Just this week, I overheard a number of my own journalism program students. They were discussing the nature of the courses, the background of the students and the tuitions they paid for their educations. Typical are the tuitions for University of Toronto (Scarborough College) – somewhere in the neighbourhood of $8,000 per semester. That’s about five times what I would have paid 40 years ago. But when I asked one of my students about the UTSC tuitions, she shocked me.
“That $8,000 is nothing,” she said. “I’m an international student (from outside Canada). Our tuition for the same course is nearly four times that amount, over $30,000.”
I wondered how many more summertime all-night shows I might have had to broadcast had I been an international student. I’d never have made it.

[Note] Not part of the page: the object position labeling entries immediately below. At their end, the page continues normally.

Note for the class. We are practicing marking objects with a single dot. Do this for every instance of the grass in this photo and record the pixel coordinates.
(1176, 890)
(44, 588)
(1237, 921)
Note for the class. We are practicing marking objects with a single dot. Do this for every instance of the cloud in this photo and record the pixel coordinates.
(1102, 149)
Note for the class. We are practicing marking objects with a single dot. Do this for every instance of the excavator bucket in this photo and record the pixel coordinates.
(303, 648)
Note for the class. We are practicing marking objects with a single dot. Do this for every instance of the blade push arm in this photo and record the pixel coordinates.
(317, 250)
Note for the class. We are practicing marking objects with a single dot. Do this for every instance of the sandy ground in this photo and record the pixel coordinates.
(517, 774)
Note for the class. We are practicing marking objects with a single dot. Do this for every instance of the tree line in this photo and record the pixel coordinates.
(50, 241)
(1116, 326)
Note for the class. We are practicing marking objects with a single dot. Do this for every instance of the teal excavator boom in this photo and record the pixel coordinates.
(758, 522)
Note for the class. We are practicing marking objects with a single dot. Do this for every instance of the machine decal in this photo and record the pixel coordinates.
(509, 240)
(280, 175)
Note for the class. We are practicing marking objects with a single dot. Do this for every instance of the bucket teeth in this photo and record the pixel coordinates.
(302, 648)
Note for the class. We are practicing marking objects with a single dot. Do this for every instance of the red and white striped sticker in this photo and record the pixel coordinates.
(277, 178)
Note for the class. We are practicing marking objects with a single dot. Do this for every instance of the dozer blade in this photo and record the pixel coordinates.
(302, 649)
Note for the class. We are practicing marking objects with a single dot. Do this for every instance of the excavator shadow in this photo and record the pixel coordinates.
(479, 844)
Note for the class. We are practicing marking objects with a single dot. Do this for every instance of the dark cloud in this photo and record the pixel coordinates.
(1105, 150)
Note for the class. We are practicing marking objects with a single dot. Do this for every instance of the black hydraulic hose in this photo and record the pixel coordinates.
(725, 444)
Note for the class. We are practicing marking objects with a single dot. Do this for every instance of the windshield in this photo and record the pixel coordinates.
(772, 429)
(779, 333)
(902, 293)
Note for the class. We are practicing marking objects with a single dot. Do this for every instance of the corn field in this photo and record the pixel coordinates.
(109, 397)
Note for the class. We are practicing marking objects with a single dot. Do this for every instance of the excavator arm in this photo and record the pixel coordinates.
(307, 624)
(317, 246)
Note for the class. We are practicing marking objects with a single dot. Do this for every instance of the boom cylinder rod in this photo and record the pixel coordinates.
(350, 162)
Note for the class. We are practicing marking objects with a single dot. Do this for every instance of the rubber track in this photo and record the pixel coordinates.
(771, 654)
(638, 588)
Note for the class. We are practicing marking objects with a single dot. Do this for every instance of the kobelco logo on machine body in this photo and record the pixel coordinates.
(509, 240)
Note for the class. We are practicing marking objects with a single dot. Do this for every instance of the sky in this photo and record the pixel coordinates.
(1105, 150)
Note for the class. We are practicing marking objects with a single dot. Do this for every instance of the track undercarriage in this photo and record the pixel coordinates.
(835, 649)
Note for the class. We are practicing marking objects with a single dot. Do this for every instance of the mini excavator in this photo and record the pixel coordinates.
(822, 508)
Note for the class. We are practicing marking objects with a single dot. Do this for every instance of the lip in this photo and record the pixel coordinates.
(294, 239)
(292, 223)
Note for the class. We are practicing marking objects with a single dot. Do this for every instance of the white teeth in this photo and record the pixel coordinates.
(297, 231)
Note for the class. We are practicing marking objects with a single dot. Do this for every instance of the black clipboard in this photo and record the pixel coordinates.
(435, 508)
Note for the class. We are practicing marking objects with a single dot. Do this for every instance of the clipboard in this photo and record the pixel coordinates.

It happened after I’d graduated from Ryerson in 1971. I’d learned about a position writing press releases and biographies about up-and-coming rock ‘n’ roll musicians. They called it A&R, an artist and repertoire position. My employer would be one of the biggest recording labels in the world – Warner Brothers. And, they told me, I would be working from a brand new office in Yorkville, the heart of Toronto’s pop music world.
I wanted that job so badly I could taste it. I applied in June, got it in September and was told I’d start in December. It would be my biggest, best Christmas present ever. Then, the roof caved in.
“Sorry to have to tell you this,” the Warner Brothers flunky said on the phone that December. “Changed their minds. No A&R office. No job.”